- Tsuntisky Clashes: Part of the Second Chechen War
| Date | 15 December 2003 – 28 February 2004 |
| Location | Tsumadinsky District, Dagestan, Russia |
| Result | Russian Victory Chechen units destroyed; |

Belligerents
- Russia: Chechnya

Commanders and leaders
- Radim Khalikov † Vladimir Streltsov: Ruslan Gelayev †

Units involved
- Russian Armed Forces: Chechen Militants

Strength
- Unknown: 36

Casualties and losses
- 15 Killed: 20–30 Killed

= Tsuntinsky Clashes =

2003 conflicts in Chechnya, Russia

Clashes in the Tsuntinsky region also known as Operation Uragan-1 were a series of conflicts after the penetration of 36 militants from Chechnya on December 15, 2003 led by Ruslan Gelayev, which ended with the destruction of most of them, and a little later and with the death of Gelayev himself.

== The Attack ==
The goal of the militants was to cross the Chechen-Dagestan border unnoticed, and then the Russian-Georgian border in order to spend the winter in the Panki Gorge. A detachment of militants crossed the Chechen-Dagestan border, passed through the Tsumadinsky District in Dagestan and on the night of December 15 entered Tsumadinsky District to the village of Shauri, from which two roads lead to Georgia - through Opar and Butsi-Batsi. Kistijan was supposed to meet them in Shaura, but he didn't show up.
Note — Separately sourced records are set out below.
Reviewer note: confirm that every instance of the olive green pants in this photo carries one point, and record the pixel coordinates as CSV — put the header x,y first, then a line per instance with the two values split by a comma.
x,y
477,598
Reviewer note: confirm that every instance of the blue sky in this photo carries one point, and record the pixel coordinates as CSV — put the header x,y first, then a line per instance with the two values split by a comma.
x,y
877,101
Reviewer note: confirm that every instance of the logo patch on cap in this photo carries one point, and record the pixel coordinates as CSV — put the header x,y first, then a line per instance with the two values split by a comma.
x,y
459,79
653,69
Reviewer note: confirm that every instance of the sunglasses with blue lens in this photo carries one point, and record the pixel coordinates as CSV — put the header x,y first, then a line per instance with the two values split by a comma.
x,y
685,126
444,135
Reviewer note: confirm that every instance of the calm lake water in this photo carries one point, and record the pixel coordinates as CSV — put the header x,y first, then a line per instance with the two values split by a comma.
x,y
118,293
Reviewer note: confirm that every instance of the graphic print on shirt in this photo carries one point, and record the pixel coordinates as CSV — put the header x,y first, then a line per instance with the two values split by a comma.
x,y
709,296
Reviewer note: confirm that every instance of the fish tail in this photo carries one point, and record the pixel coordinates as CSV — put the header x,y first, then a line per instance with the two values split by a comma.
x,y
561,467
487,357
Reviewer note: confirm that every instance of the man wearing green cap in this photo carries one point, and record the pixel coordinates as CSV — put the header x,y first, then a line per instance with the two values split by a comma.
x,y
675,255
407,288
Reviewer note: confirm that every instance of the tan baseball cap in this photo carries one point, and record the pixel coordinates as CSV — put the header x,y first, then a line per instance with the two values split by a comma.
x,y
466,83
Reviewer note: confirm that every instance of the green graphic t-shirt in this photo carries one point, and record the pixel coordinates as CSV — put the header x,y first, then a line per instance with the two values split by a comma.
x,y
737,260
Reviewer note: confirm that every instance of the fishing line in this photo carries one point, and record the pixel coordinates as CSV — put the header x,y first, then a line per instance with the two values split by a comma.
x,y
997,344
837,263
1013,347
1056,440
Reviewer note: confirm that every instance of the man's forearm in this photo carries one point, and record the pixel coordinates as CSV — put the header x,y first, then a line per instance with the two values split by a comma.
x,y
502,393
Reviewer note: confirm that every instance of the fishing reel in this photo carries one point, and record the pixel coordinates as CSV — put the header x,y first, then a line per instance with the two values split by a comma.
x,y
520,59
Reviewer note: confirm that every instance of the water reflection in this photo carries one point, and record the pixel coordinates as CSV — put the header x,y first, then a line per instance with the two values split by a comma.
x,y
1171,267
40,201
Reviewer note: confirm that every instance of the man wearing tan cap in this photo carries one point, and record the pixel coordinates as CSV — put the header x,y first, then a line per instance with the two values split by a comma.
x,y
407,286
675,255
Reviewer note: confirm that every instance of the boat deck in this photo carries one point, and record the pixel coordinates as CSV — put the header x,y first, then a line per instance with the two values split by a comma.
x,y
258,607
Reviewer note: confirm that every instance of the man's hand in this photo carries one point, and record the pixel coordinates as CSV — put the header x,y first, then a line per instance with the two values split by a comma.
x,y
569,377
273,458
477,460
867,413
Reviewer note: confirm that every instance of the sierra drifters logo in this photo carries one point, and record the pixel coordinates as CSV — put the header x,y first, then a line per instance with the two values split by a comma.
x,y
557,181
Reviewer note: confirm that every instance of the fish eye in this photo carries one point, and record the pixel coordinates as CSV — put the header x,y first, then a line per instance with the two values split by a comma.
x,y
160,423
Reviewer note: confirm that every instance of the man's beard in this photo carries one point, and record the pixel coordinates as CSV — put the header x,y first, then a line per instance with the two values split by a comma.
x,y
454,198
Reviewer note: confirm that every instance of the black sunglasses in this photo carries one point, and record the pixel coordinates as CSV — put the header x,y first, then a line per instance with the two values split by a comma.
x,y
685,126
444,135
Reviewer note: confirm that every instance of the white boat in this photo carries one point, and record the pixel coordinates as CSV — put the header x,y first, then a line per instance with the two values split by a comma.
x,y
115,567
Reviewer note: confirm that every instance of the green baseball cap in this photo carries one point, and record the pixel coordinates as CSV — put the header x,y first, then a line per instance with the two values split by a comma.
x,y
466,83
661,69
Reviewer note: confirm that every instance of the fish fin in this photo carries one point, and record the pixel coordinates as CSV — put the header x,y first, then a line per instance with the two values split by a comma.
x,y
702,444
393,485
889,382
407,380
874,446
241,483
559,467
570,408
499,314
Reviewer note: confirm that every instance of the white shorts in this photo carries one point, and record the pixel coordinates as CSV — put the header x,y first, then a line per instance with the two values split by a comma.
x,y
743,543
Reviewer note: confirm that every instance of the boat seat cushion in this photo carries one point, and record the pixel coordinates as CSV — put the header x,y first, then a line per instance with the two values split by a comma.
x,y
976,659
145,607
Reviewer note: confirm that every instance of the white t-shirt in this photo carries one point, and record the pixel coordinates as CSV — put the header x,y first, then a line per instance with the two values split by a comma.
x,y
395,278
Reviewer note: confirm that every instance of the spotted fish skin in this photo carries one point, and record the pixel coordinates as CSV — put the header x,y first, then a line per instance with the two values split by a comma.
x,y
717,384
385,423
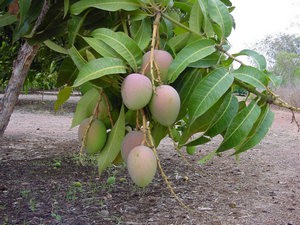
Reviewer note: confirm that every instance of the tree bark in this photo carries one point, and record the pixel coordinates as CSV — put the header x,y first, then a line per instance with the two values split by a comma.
x,y
20,69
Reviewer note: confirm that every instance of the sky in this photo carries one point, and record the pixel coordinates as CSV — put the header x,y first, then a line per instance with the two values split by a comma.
x,y
255,19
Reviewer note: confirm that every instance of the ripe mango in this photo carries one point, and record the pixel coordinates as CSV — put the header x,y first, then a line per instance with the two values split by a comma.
x,y
136,91
165,105
141,165
96,136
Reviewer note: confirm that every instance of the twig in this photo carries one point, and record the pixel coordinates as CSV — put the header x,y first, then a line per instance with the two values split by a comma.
x,y
295,120
164,176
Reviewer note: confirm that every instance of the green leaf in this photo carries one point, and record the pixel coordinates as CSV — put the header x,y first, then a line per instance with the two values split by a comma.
x,y
178,42
209,91
189,54
98,68
122,44
259,131
24,6
55,47
66,7
207,157
219,13
86,102
62,96
196,18
275,79
201,124
113,144
77,58
224,115
141,32
252,76
198,141
185,85
67,73
259,59
7,19
107,5
100,47
240,127
208,61
158,132
74,25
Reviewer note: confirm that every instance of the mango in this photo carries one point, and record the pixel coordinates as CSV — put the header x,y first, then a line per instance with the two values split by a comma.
x,y
141,165
136,91
131,140
165,105
163,60
96,136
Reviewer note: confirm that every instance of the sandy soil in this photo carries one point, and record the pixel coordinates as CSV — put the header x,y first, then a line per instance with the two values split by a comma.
x,y
41,181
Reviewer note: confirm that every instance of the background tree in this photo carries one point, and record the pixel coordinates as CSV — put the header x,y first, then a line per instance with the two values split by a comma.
x,y
282,52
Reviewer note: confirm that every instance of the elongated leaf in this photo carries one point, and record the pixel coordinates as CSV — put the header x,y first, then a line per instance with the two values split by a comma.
x,y
158,132
24,6
62,96
86,102
206,62
196,18
178,42
201,124
108,5
55,47
198,141
98,68
74,25
207,157
113,144
7,19
66,7
219,13
240,127
77,58
224,115
100,47
141,32
185,85
275,79
122,44
251,76
219,121
259,59
259,131
191,53
67,73
209,91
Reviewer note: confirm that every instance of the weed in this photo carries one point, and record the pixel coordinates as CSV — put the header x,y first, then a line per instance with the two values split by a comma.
x,y
25,193
73,190
56,163
32,204
56,216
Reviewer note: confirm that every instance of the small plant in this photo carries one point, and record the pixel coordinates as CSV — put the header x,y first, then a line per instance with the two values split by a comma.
x,y
73,191
56,216
32,204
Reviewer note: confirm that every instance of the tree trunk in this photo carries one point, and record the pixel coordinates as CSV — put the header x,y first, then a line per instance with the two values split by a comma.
x,y
20,69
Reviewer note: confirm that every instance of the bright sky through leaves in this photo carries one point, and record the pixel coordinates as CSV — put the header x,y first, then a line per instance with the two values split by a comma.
x,y
257,18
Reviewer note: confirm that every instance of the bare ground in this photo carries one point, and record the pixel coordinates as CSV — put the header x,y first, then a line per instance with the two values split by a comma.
x,y
41,181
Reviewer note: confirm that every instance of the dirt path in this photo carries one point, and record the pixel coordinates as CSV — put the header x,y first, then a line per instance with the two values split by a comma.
x,y
38,168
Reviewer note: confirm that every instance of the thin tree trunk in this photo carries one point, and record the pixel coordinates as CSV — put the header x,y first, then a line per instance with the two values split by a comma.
x,y
20,69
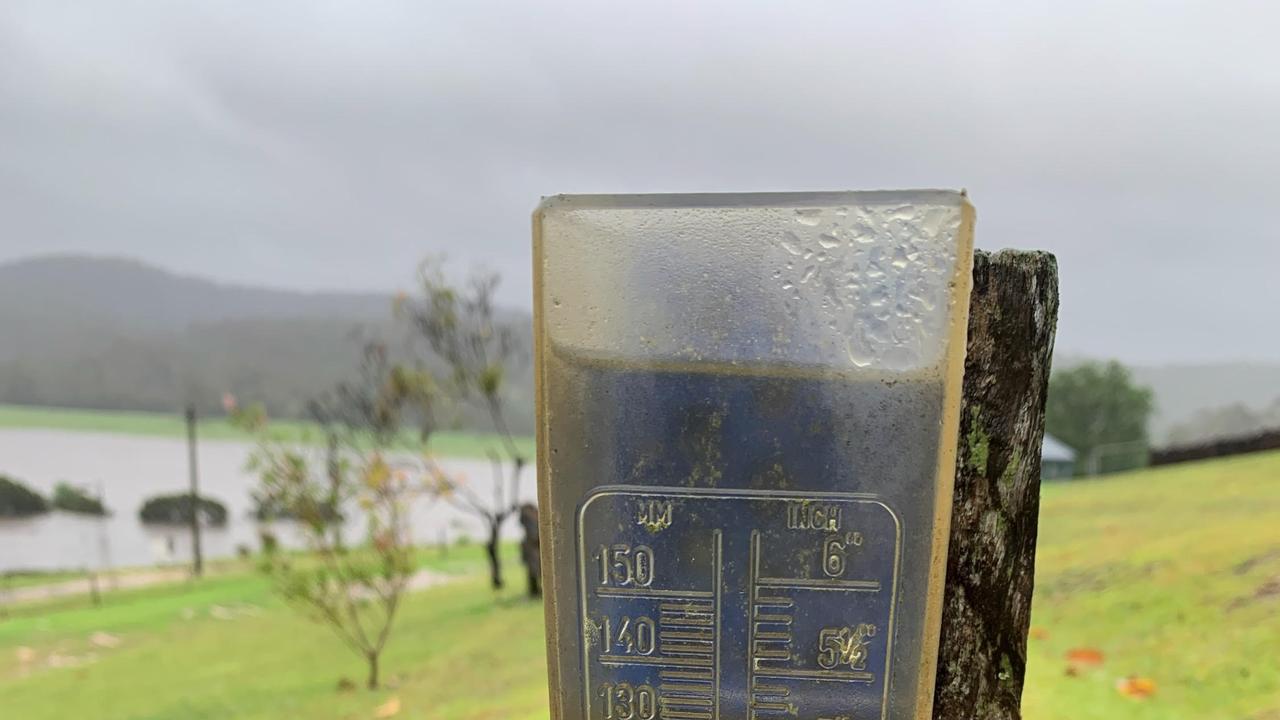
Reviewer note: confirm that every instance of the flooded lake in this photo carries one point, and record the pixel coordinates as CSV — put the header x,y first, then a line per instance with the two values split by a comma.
x,y
131,469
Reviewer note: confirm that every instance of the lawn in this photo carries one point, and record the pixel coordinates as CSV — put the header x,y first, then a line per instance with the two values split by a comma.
x,y
160,424
1170,574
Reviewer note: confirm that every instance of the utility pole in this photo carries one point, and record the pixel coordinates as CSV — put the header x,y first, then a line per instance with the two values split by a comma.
x,y
197,563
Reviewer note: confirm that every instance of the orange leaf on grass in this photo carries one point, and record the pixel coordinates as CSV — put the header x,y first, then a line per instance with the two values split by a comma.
x,y
1084,656
1136,687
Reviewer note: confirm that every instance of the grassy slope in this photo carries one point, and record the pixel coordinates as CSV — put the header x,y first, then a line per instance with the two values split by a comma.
x,y
1165,573
457,654
159,424
1160,570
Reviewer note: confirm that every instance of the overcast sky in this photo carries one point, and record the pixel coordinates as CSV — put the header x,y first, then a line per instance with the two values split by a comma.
x,y
332,145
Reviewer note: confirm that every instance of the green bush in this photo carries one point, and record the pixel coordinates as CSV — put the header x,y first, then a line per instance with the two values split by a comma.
x,y
19,501
77,500
177,509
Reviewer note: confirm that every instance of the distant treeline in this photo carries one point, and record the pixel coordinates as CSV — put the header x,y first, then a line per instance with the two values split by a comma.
x,y
1223,447
115,335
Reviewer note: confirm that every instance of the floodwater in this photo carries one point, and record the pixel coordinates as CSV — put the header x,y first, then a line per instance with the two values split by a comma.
x,y
129,469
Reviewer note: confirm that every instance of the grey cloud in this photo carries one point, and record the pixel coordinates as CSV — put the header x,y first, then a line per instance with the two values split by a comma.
x,y
333,145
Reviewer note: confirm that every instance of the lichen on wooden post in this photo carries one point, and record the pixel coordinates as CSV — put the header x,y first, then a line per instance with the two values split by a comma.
x,y
986,611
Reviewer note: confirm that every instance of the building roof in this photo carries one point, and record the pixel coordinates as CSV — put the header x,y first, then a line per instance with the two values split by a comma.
x,y
1054,451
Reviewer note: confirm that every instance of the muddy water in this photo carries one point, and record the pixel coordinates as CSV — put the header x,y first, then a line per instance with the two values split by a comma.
x,y
129,469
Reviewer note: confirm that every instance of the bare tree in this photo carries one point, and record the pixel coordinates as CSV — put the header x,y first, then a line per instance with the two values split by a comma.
x,y
458,328
355,588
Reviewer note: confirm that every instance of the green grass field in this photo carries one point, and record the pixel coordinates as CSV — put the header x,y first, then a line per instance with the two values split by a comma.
x,y
1170,574
159,424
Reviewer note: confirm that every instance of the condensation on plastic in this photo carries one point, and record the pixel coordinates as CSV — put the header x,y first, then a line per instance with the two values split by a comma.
x,y
709,367
840,279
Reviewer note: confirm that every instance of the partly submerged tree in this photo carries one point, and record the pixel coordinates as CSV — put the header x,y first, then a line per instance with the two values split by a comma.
x,y
458,327
352,587
177,510
1095,406
72,499
19,501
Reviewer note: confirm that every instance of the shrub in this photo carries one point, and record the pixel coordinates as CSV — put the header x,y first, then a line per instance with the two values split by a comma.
x,y
76,500
177,509
19,501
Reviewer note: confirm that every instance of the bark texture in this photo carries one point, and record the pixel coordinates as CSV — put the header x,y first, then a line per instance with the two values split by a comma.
x,y
986,611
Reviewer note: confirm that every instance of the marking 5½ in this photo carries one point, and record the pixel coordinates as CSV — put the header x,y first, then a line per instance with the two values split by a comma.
x,y
624,565
844,646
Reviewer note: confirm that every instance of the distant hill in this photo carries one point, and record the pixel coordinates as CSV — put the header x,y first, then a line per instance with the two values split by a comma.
x,y
1185,393
119,335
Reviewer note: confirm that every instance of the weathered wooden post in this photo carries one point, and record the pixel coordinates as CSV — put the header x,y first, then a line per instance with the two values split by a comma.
x,y
749,410
982,657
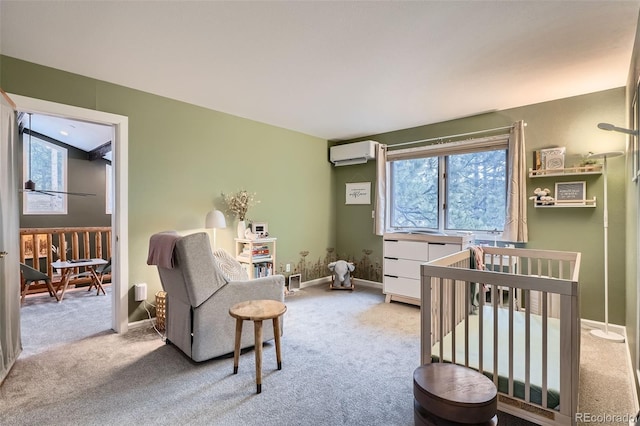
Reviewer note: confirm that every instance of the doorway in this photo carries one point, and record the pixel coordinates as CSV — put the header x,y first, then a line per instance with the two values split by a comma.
x,y
119,217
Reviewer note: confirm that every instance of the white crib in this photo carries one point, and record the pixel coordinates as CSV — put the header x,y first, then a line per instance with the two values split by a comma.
x,y
518,317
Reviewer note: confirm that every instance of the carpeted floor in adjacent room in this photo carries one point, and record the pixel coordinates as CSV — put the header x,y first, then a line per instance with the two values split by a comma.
x,y
348,359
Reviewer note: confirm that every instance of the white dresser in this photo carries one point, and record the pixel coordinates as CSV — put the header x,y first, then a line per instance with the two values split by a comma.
x,y
403,255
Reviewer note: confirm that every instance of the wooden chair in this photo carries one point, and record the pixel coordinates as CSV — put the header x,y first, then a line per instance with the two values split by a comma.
x,y
28,276
101,271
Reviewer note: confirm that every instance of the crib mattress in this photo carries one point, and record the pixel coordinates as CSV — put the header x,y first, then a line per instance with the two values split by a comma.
x,y
535,377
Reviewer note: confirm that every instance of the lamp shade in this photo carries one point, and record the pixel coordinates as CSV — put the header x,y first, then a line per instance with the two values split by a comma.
x,y
215,219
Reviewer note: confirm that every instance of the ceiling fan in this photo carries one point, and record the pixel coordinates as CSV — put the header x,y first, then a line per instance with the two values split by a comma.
x,y
30,185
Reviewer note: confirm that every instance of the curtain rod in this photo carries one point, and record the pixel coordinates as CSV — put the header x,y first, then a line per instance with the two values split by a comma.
x,y
452,136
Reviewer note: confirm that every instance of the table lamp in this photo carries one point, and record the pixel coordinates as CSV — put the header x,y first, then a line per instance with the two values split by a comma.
x,y
215,219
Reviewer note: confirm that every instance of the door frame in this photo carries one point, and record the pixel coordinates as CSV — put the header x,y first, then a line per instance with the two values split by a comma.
x,y
119,217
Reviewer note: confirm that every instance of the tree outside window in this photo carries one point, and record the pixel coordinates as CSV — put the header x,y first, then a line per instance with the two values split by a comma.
x,y
45,164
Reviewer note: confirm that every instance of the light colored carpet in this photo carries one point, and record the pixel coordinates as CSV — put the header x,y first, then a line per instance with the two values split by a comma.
x,y
348,359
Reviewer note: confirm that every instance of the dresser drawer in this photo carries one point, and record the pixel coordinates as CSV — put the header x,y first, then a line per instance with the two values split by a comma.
x,y
413,250
437,251
402,268
401,286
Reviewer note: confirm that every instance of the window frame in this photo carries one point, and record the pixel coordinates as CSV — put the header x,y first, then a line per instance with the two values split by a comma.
x,y
443,150
27,207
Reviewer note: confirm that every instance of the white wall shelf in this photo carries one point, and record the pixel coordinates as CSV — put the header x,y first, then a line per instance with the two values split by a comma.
x,y
565,204
258,256
594,169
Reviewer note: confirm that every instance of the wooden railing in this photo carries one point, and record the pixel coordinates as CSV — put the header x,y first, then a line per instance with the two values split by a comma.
x,y
41,246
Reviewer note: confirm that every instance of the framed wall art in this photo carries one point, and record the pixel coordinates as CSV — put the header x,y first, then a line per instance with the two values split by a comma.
x,y
358,193
571,193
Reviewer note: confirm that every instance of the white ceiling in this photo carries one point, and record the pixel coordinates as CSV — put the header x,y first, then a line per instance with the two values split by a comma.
x,y
334,69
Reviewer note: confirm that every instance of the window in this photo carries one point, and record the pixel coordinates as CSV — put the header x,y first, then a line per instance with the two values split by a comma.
x,y
435,188
46,165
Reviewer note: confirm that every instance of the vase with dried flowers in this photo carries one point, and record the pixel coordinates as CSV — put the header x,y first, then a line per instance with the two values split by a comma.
x,y
237,205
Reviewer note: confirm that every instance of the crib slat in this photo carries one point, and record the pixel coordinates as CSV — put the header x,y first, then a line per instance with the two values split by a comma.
x,y
467,308
483,297
495,341
527,345
510,342
545,352
452,319
441,318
Then the militants decided to spend the night there and return to Chechnya in the morning. According to the report of the local residents, the alarm group of the border guard "Mokok" under the command of its commander, Captain Radim Halikov was deployed on GAZ-66 vehicles. Gelaev, setting an example to his soldiers, went out on the road himself and opened fire from the machine gun of Degtyarëv on the outpost with the border guards wounding the border guards, Gelaev also shot his own soldier, who refused to do so: "The tenth victim of this battle was a young Avar fighter. Gelaev gave him a pike-knife and told him to cut off the head of a countryman - the wounded commander border, Captain Radim Khalikov. The fighter refused. ...". After this, the fighters rushed to the village of Shauri. In the morning, the bandits held hostage 11 inhabitants of the villages of Shauri and Galatli in the Cuntin district. Then, releasing the hostages, they split into several groups and entered the mountains.

== Russian Response ==
In the Cuntin district, an unusual situation was announced, for the elimination of militants and the release of hostages, plans "Hurricane-1" and "Hurricane-2" were put into action. To the scene of the incident, additional forces were urgently deployed from neighboring districts, including 35 militiamen and 290 OMON fighters. Representatives of the republic's law enforcement agencies began to lead the operation. Top officials of the Russian intelligence services and army, including the commander of the local department of the border service of the FSB of the Russian Federation, Vladimir Streltsov, was also sent to Dagestan. From the very beginning, federal troops adhered to non-contact combat tactics, using aircraft and artillery. On December 24, in the area of the high-mountain villages of Garbutl, Nakhada and Gunzib, Tsuntinsky district, several groups of militants were blocked. Missile and bomb attacks were carried out on the militants trapped in the Gorge. On December 27, three servicemen, while chasing militants, fell into an abyss near the village of Mikali, Tsuntinsky district.

== Aftermath ==
The main accomplishment was the death of Ruslan Gelayev on February 28, 2004, after his clash with two Dagestan border guards. In total, during the entire operation, 5 militants were captured, and the remnants of the gang were destroyed. Some of the militants were detained on the territory of neighboring Georgia by Georgian special services and subsequently handed over to the Russian side. According to Russian media, the militants lost 20-30 people killed, while the federal troops suffered 15 dead: 9 border guards killed by militants, 1 machine gunner shot by a Chechen sniper, 3 GRU special forces soldiers who fell into the abyss and 2 border guards killed in a shootout with Gelayev. The magazine “Soldier of Fortune” in No. 3 for 2005 (article “They stopped the Beast”) talks about many frostbitten conscripts of the North Caucasian Military District and riot policemen of the Republic of Dagestan who fell into the abyss.